February 13 Yoel Gamzou returns to the podium at the Auditorium di Largo Mahler to present his version of Gustav Mahler’s
Tenth Symphony—an Italian premiere—with the Orchestra Sinfonica di Milano. It is a work the composer left in sketch form, yet one that has always fascinated the music world.
The Tenth: a farewell to the stage, or the birth of a new creative phase?
We met with Maestro Yoel Gamzou to hear about his visceral connection to Mahler’s music—and to the
Tenth Symphony in particular.
E.P.:
Did he use only the sketches or even the more advanced parts, such as the first movement, in the completion?
Y.G.:
The first movement was the most difficult, because it is not actually complete. There are several versions that contradict each other, also for historical and political reasons. The Adagio, often considered final, is the result of numerous arbitrary decisions. I had to go through some real detective work: comparing sketches, short scores, and orchestral drafts, analyzing each bar. Sometimes I spent weeks on just one measure to figure out what Mahler's intention was. The idea of being able to take that movement as it is and publish it as definitive is simply wrong.
E.P.:
Can you tell us about the form of the first movement?
Y.G.: The first movement cannot be understood without the fifth. Playing the Adagio alone is a grave mistake, because it mirrors the finale, as happens in the Ninth Symphony. In the Tenth this ratio is even stronger. The great dissonant chord of the first movement, added by Mahler only at an advanced stage, returns identical in the last movement with different instrumentation. For me this is the key to the entire Symphony: when you return to the same point of the journey, the meaning has changed. After comes the epilogue, perhaps the most beautiful ten minutes Mahler ever wrote, where the acceptance of death leads to transcendence.
E.P.:
In the orchestration he was inspired by other symphonies by Mahler?

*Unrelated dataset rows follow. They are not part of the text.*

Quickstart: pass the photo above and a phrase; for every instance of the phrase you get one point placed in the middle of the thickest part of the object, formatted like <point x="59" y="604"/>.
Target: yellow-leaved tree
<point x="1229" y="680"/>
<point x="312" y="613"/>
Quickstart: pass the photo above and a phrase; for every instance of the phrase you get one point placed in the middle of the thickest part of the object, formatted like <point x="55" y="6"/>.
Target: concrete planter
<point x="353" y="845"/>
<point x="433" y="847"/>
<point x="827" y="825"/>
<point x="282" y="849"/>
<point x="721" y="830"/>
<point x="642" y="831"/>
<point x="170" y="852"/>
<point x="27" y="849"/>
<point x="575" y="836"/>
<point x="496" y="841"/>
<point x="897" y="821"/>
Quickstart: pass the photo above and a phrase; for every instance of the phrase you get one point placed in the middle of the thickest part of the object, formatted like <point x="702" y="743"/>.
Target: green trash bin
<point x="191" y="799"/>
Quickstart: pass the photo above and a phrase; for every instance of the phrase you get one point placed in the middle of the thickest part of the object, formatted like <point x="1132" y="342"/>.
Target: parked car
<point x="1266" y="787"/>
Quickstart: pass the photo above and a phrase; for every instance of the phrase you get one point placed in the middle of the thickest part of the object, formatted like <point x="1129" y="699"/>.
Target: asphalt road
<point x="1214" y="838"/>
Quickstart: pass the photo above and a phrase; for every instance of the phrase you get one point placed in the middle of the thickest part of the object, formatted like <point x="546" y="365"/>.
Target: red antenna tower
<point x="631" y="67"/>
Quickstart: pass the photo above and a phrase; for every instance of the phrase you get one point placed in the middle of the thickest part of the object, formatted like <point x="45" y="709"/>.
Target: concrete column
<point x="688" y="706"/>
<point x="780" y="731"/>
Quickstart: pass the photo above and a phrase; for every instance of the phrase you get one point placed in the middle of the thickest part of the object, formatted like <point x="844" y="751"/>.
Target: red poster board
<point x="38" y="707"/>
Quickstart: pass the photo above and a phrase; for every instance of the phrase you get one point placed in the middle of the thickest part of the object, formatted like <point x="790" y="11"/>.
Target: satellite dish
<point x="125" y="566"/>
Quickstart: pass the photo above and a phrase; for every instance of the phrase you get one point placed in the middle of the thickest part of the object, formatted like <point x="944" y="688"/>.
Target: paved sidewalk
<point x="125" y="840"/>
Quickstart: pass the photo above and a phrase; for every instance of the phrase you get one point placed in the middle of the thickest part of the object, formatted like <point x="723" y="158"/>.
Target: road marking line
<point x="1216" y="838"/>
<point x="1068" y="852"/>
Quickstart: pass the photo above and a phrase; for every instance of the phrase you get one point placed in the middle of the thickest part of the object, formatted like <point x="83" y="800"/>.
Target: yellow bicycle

Y.G.: Yes, but I tried to make a similar leap to what Mahler himself did from the Ninth to the Tenth. I expanded the use of percussion and inserted unusual instruments, reflecting what Mahler was exposed to in his New York years. Orchestration, like harmony and rhythm, also looks ahead.
E.P.:Is the Tenth the end of a journey or the beginning of something new?
Y.G.:
Both. I see Das Lied von der Erde, the Ninth and Tenth as a farewell trilogy: to life, to a civilization, finally to everything. But the Tenth is also a gateway to a world we have never been able to explore. If Mahler had lived longer, he would probably have followed a different path than Schönberg.